Zoo

Restaurant Okavango soll ein Dorf werden

WUPPERTAL Betreiber legt Pläne zur Erweiterung vor.

Von Eike Rüdebusch

Die Zoo-Gastronomie soll erweitert werden. Aus dem Okavango am Elefanten-Gehege soll ein Dorf werden – dazu wird das Hauptgebäude um kleine Hütten erweitert und das Angebot so verteilt. Das erklärte Carsten von Bauer, Geschäftsführer der Culinaria GmbH, zum fünften Geburtstag der Gastronomie.

Die Gründe liegen einerseits im Erfolg des Betriebs. Denn der sei in den vergangenen fünf Jahren zum Anlaufpunkt geworden, sagte Zoodirektor Arne Lawrenz: „Hier treffen sich die Leute.“ Um der Anziehungskraft gerecht zu werden, müsse man erweitern.

Andererseits ist die Erweiterung eben auch der Tatsache geschuldet, dass das Okavango unter schwierigen Bedingungen entstanden ist. Der Bau durfte den Steuerzahler nichts kosten. Und so wurden die Baukosten von 1,7 Millionen Euro mit sehr spitzer Feder errechnet. Die Größe aber sei an manchen Tagen – am Wochenende, gerade im Sommer – einfach nicht mehr ausreichend, wie Carsten von Bauer vom Betreiber Culinaria einräumt. Es entstehen Warteschlangen und in der Küche wird es voll.

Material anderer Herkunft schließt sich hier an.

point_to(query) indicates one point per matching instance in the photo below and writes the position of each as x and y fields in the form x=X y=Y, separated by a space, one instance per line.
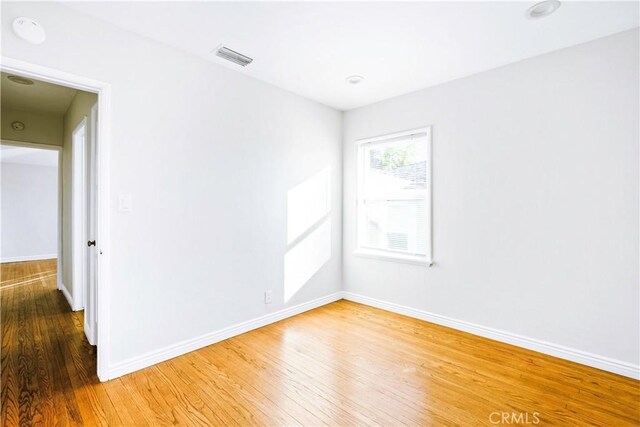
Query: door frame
x=58 y=149
x=103 y=90
x=79 y=215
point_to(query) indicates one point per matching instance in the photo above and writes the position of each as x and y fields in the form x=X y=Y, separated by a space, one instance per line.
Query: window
x=394 y=196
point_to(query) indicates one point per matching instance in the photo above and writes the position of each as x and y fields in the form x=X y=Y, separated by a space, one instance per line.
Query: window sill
x=382 y=256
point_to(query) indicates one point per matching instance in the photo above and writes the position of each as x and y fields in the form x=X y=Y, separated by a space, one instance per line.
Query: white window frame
x=382 y=254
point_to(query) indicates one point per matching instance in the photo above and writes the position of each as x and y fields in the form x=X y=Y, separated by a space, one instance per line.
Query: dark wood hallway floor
x=341 y=364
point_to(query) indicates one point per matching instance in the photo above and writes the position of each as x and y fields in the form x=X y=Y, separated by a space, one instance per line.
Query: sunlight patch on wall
x=305 y=259
x=307 y=203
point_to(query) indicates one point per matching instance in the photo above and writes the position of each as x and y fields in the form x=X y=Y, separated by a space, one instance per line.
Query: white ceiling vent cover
x=233 y=56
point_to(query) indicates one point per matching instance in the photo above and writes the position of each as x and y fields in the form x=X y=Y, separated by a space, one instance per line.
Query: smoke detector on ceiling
x=29 y=30
x=20 y=80
x=542 y=9
x=18 y=126
x=233 y=56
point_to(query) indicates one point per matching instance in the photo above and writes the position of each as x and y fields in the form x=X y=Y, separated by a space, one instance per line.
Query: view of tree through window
x=393 y=213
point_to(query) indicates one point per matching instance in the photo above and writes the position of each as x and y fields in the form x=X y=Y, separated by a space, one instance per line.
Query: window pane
x=398 y=226
x=395 y=169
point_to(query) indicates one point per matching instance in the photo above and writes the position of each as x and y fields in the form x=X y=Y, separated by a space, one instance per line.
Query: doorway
x=83 y=240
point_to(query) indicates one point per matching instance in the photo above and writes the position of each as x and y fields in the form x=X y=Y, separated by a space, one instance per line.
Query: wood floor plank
x=341 y=364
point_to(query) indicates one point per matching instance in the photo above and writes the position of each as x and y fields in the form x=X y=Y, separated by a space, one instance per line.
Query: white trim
x=571 y=354
x=186 y=346
x=393 y=257
x=52 y=75
x=66 y=294
x=28 y=258
x=58 y=149
x=79 y=212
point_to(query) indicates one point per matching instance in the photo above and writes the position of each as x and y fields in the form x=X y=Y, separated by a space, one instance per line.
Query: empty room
x=320 y=213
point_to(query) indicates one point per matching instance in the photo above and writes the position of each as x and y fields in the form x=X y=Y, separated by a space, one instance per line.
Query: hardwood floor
x=341 y=364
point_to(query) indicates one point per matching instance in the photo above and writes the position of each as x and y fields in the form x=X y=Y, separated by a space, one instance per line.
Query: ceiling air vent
x=233 y=56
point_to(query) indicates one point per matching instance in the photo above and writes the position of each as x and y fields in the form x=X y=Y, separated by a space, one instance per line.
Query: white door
x=90 y=311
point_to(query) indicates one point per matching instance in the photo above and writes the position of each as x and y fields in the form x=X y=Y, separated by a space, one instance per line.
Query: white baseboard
x=187 y=346
x=28 y=258
x=578 y=356
x=67 y=295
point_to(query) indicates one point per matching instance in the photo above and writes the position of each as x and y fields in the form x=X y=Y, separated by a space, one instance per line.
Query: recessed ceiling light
x=542 y=9
x=29 y=30
x=354 y=80
x=20 y=80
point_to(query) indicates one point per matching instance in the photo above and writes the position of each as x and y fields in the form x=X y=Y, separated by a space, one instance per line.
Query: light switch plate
x=125 y=203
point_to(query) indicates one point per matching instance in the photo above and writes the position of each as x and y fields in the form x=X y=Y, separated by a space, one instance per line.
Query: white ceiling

Um den Druck herauszunehmen will die Culinaria 2020 kleine Hütten einrichten. Es sollen getrennt Buden für Pommes, Eis und Getränke entstehen. Im Okavango selbst würden dann nur die aufwendigeren Gerichte ausgegeben.

26 Mitarbeiter haben hier den Wiedereinstieg geprobt

2011 war die Erkenntnis gereift, dass sich in modernen Zoos die Gastronomie nicht am Eingang, sondern mitten im Zoo befindet. Culinaria hatte sich auf die Ausschreibung beworben und holte von vorn herein Proviel mit im Boot– die Werkstatt gliedert Menschen mit psychischem Handicap ins Berufsleben ein. 26 Proviel-Mitarbeiter haben sich seit 2014 im Okavango erprobt, für einige war es eine erste Station auf dem Weg zum Wunsch-Arbeitsplatz. Neun Mitarbeiter mit psychischen Erkrankungen arbeiten derzeit in Begleitung einer Fachkraft und einer unterstützenden Servicekraft in der Küche, Haustechnik und im Service vom Okavango.